On macOS, you can use Little Snitch or the built-in nettop command. On Linux, ss or nethogs will show you active connections. Inside Docker, the --network none flag from Step 2 eliminates this concern entirely.
Never run as root
This should go without saying, but don’t run the project with sudo or as the root user. If a malicious script does execute, running as a non-privileged user limits the damage it can do.
A practical workflow
Here’s my complete workflow when I receive an interview project:
- Clone the repo — don’t install anything yet
- Read
package.json— check scripts and dependencies manually - Look up unfamiliar packages — verify them on npmjs.com
- Skim the source code — look for obfuscated code, base64 strings, or suspicious files
- Spin up a Docker container (or open GitHub Codespaces)
- Generate a lock file —
npm i --package-lock-only - Run audits —
npm auditandnpx socket npm ls - Install with
--ignore-scriptsif anything felt off, or install normally if everything checked out - Read the
start/devscripts before running them - Run the project and work on the assignment
The whole process adds maybe 10-15 minutes to your setup time. That’s a small price for not handing your SSH keys, browser cookies, and AWS credentials to a stranger.

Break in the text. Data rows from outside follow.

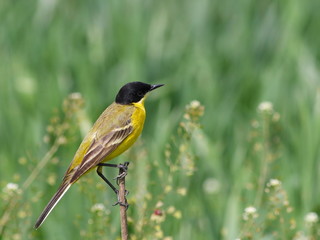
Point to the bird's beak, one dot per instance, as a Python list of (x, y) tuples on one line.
[(153, 87)]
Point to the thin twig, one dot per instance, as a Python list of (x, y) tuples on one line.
[(123, 207)]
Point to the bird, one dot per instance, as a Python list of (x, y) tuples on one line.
[(116, 129)]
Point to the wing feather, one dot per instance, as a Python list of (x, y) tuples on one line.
[(101, 148)]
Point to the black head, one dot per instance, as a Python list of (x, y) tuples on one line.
[(134, 92)]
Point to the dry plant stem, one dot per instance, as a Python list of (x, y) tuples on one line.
[(123, 207), (14, 201)]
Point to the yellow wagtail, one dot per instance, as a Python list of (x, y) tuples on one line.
[(117, 128)]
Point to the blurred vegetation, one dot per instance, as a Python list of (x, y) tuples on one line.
[(248, 168)]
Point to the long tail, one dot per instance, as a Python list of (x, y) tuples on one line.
[(53, 202)]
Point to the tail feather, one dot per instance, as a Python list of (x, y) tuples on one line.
[(53, 202)]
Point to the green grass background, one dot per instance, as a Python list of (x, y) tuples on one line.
[(229, 55)]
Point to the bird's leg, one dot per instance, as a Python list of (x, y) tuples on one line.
[(99, 171), (123, 168)]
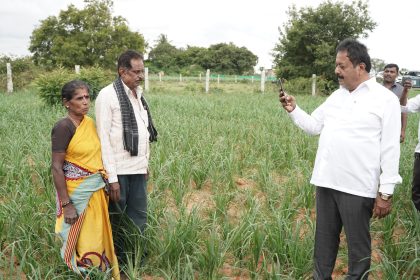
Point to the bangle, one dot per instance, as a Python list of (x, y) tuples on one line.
[(64, 204)]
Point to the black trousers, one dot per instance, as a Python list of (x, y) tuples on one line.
[(416, 181), (334, 210)]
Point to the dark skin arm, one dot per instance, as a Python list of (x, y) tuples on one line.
[(70, 213)]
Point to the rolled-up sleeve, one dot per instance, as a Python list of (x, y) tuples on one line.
[(311, 124), (390, 147)]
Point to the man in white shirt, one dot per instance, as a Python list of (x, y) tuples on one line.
[(359, 127), (122, 122), (413, 106)]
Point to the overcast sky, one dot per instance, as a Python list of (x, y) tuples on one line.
[(252, 24)]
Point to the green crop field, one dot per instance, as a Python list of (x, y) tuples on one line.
[(229, 192)]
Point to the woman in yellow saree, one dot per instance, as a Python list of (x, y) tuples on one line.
[(82, 204)]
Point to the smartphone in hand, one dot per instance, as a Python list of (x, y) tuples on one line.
[(281, 89)]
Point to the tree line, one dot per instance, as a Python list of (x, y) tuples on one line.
[(92, 36)]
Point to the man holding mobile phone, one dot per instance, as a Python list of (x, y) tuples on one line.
[(359, 126), (412, 106), (390, 76)]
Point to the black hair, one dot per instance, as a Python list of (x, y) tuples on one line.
[(125, 58), (392, 65), (356, 52), (69, 89)]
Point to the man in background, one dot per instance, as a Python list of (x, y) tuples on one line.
[(124, 122)]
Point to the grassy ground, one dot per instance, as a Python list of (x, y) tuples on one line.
[(229, 192)]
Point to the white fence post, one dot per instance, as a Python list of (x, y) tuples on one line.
[(313, 84), (146, 79), (9, 78), (207, 80), (262, 80)]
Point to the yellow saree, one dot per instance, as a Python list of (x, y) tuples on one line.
[(88, 242)]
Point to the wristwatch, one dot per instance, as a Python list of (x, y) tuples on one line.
[(385, 196)]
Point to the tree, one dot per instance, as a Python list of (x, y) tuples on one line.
[(378, 64), (90, 36), (310, 37)]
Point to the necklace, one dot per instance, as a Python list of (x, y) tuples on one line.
[(73, 121)]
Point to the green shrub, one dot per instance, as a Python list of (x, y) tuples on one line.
[(304, 86), (49, 85)]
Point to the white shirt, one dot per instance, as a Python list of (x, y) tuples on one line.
[(118, 161), (359, 145), (413, 106)]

Don’t feel paranoid — feel professional
If this feels like overkill, consider the asymmetry: a company sends you a project, you invest hours of unpaid work, and in return you might get a job offer. The power dynamic already favors the employer. Adding basic security hygiene to your workflow isn’t paranoia — it’s professionalism.
Legitimate companies will understand if you ask questions about unfamiliar dependencies. And if a “company” gets defensive about you inspecting their code before running it? That tells you everything you need to know about the opportunity.
Conclusion
The JavaScript ecosystem’s greatest strength — a massive package registry with millions of modules — is also its biggest attack surface. Interview test projects exploit the trust we place in professional contexts, and the standard advice of “just run npm audit” doesn’t address the most dangerous vector: code that executes automatically during installation.
Protect yourself by inspecting before installing, isolating the execution environment, and treating every unknown project with the same scrutiny you’d apply to a dependency in production. Your machine, your credentials, and your data are worth those extra 15 minutes of caution.